Tuesday, April 19, 2016

On Bias

cartoon; panel one, person one says: "Define bias." Person two says, "A careful review of the facts..." panel two, person two leaning into person one angrily, says, "...which results in any viewpoint other than my own!"

When I teach undergraduates (or anyone, really) about assessing websites for academic use, I start by asking them how they judge websites for themselves. "Pretend this has nothing to do with a class. Tell me how you decide to trust, or not trust, the information you get from the web." Inevitably, the first thing I hear is something about looking at the URL. Every class always talks about the upper-level domain name. Of course, they don't put it in such technological terms, but they talk about .com and .edu and such. I love this for a lot of reasons, but best of all it makes a perfect segue to the point I want to make: that all websites are biased.

Let me say that again: All. Websites. Are. Biased. Websites are created by people, and all people are biased. I repeat: All. People. Are. Biased. We all think we can escape our biases, that somehow *we're* the one who can be truly and completely objective. But that's not how human brains work. Let me lay some science on you... Depending on where and who you are, estimates say that your are receiving millions of distinct pieces of information, and your unconscious brain makes decisions about which ones are important enough to merit attention. If you're really smart and really aware, the things that merit attention can be measured in dozens. The average bear can pay attention to far fewer. And what do our brains do with all the other millions and millions of bits of info? That 3 pound chunk of meat in your skull looks for patterns so it can maps new things onto prior experiences. That lady ahead of you at the grocery store who aggravates you and you don't know why may remind you of that horrible teacher's aide from kindergarten who embarrassed you in front of your friends. Your new coworker about whom you have warm feelings before even getting to know him could bear a resemblance to your childhood best friend's uncle who bought you a second ice cream cone after you dropped your first. You'll dismiss the lady at the grocery store as "rude" and embrace your new coworker as "kind" without even realizing that something about them maps onto your childhood image of "rude" or "kind."

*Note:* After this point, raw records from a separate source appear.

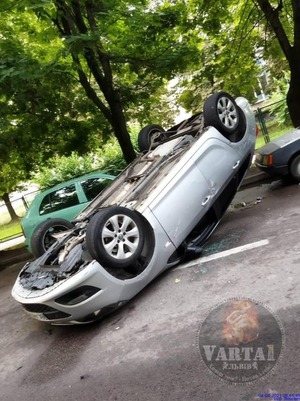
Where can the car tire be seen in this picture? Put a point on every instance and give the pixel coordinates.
(42, 239)
(115, 237)
(295, 168)
(221, 111)
(150, 136)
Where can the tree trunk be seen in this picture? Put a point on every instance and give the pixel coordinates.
(10, 209)
(293, 96)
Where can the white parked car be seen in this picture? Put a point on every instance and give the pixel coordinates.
(162, 207)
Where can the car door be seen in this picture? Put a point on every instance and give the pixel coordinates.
(219, 162)
(182, 202)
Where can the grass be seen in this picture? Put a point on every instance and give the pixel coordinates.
(274, 132)
(10, 230)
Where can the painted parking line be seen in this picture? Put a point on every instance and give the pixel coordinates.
(224, 254)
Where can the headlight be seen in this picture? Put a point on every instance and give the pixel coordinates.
(78, 295)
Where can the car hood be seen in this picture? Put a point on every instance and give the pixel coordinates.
(280, 142)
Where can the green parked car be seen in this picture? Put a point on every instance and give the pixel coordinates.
(52, 210)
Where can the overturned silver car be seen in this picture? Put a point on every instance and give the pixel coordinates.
(160, 209)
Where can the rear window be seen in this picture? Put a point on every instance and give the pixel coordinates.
(94, 186)
(58, 200)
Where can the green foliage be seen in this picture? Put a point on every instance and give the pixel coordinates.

All this came back to mind when I read about a big company that is trying to do to control for unintentional biases in their efforts. It's a short read, but here are the highlights that felt pertinent to libraries:

  • "Focus on skills and eliminate distractions." I've done this by creating interview scripts and listing required skills and knowledge before starting an interview process. There are other ways this could work as well. 
  • "Acknowledge microaggression." Microaggressions are real. Microaggressions happen in libraries all the time. I know I've perpetrated some and I know I've been subject to others. I work hard, every single day, to eliminate them from my spoken and written lexicon and from my actions.
  • "Talk about it." To some extent, I talk with my staff and colleagues about bias. I have also worked to beef up our materials about Islam. We created a display about protest culture and civil rights leaders when #BlackLivesMatters first started to make national headlines. These aren't comfortable conversations to have, but they are important so we work on it.

That last point is so important. To bring this back to how I started today's post: when working with undergraduates, or anyone really, about assessing information sources, I talk to them about how they really need to do what they've already been doing - looking at authority, content, origins, timeliness, and bias (or who, what, where, when, and why) - but doing it intentionally. That's how I think about bias in libraries. I want to keep learning and improving. Intentionally. So should we all, don't you think?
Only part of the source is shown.